A book by Andrew Orta, entitled Catechizing Culture : Missionaries, Aymara, and the New Evangelization, documents the current Roman Catholic approach of inculturation among the Aymara of Bolivia.  According to the author, one consequence of "inculturation" is that Catholic priests now encourage the Aymara to revive rituals that earlier generations of Catholic priests had tried to eradicate. Practices once denounced as idolatrous are being re-interpreted as essentially ‘Christian.’  Here is how one person has summarized the book:

What happens when the Catholic church in Bolivia reverses itself after 450 years and, in a policy move called 'theology of inculturation,' not only hands over missionary duties to Aymara catechists, but trains them to foster and revive, rather than to stamp out, sacrifical rites and 'native' shamanic practices? In this ambitious and innovative dual ethnography of missionizing priests and catechists and missionized Aymara communities, Orta sets a new standard for the study of both transnational process and the production of local worlds, tying the two together through a subtle analysis of embodied subjectivity and personhood.
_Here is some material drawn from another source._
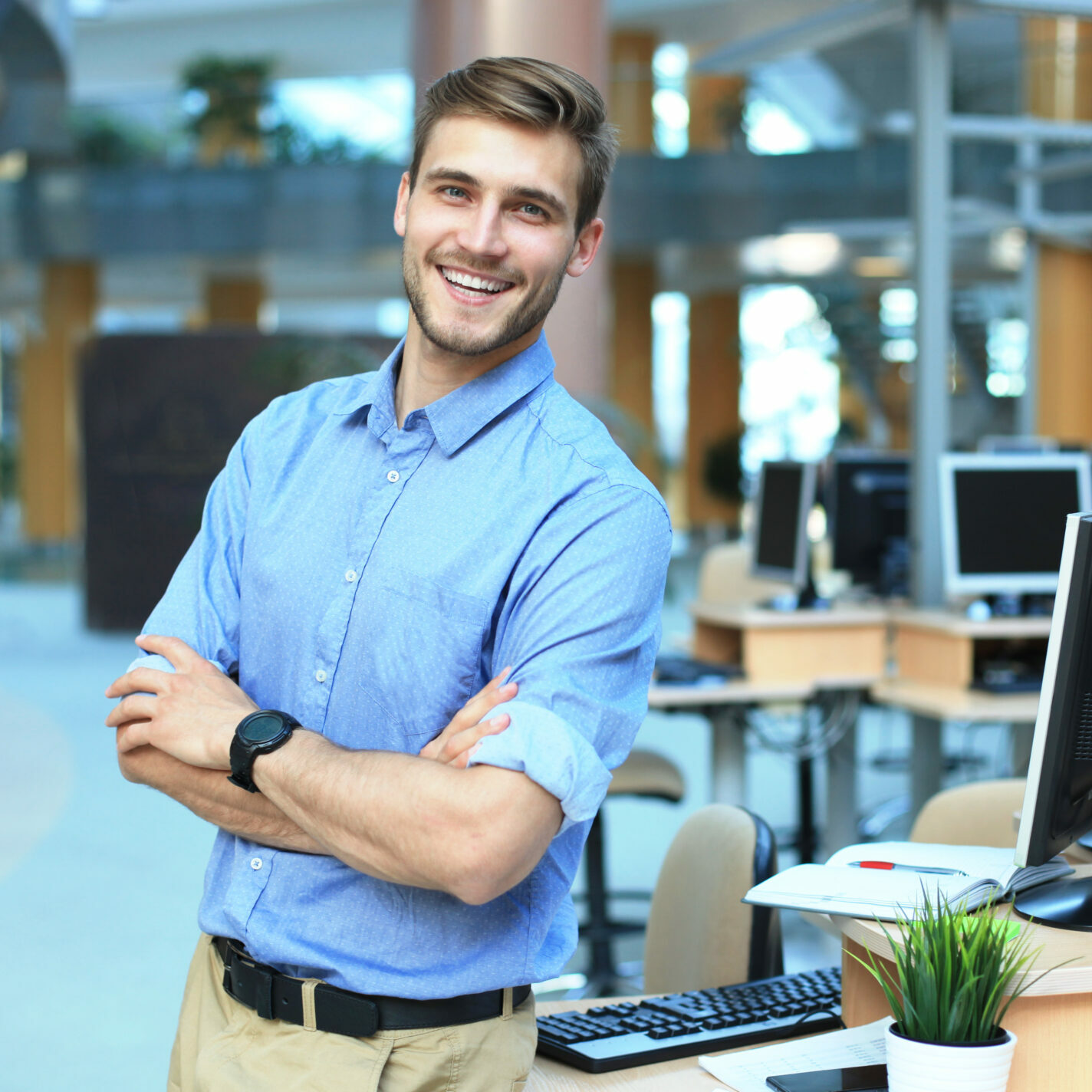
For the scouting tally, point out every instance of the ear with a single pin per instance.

In Catechizing Culture, cutting-edge theory meets lively ethnographic narrative, and the reader is witness to the latest twists in the making of millennial Andean societies." —Thomas A. Abercrombie, associate professor, anthropology, New York University  (from http://www.columbia.edu/cu/cup/catalog/data/023113/0231130686.HTM )

 

Actually, the method of “inculturation” is just a new chapter in a very old playbook, for Roman Catholicism has long been essentially the fusing of many pagan elements with Christianity.  In this way it, along with so much modern pseudo-Protestantism, has served as an impediment to true Biblical Reformation.  But we should pray that God would pour out the blessing of a true Protestant Reformation in Bolivia, as well as all other nations of the world.